Paired with these diverse flavours, this cocktail packs a unique flavour.
Ingredients
1 bottle (750 ml) Brown Brothers Cienna
A 2 litre jug filled with ice
Chilled ginger beer
1 pomegranate, cut into 4 wedges
4 sprigs of mint, leaves only
Several mint leaves to garnish
Method
- Add all ingredients to a 2L jug, fill to brim with ice and stir.
- Serve in glasses filled with ice.
- Garnish with mint leaves, add a straw and enjoy.
5. Gluhwein (Mulled Wine)

Preparation: 5 min | Cooking: 30 min
Serves: 7-8
Ingredients
1 (750 ml) bottle of a dry red, or cienna
3/4 cup water (or orange juice)
3/4 cup white sugar
1 cinnamon stick
1 fresh orange
10 whole cloves
Method
- Combine the water, sugar, and cinnamon stick in a saucepan and bring to a boil, reduce heat, and simmer.

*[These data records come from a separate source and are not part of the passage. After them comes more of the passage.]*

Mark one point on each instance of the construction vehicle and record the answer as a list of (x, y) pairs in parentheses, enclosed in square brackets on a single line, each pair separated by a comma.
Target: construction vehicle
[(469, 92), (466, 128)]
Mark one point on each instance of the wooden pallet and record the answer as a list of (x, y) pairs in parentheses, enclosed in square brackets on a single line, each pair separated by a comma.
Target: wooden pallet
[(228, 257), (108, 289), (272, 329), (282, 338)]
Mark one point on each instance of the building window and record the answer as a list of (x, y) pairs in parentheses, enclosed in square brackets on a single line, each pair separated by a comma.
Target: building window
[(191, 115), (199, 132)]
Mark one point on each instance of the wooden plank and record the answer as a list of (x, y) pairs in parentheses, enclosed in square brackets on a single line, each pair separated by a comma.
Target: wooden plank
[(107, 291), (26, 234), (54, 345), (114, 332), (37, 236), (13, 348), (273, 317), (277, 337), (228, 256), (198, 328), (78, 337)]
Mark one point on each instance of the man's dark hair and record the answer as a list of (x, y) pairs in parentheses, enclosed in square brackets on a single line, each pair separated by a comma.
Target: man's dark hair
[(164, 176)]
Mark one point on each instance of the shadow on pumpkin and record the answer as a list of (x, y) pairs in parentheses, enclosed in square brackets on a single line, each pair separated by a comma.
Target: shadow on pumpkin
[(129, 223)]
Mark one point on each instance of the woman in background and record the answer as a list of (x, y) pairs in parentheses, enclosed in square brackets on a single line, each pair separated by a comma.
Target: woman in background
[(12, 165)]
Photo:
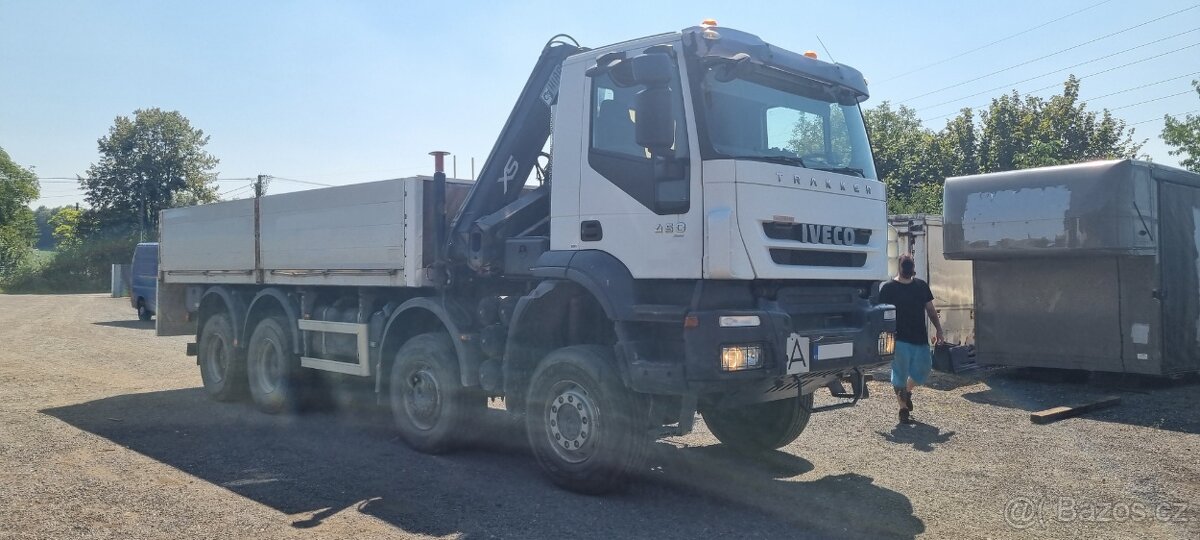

- Slice the orange and push the cloves into the slices and place in the simmering water. Continue simmering for 30 minutes, until thick and syrupy.
- Pour in the Cienna, and heat until steaming but not boiling. Serve hot in mugs or jars that have been preheated in warm water (cold jars will break).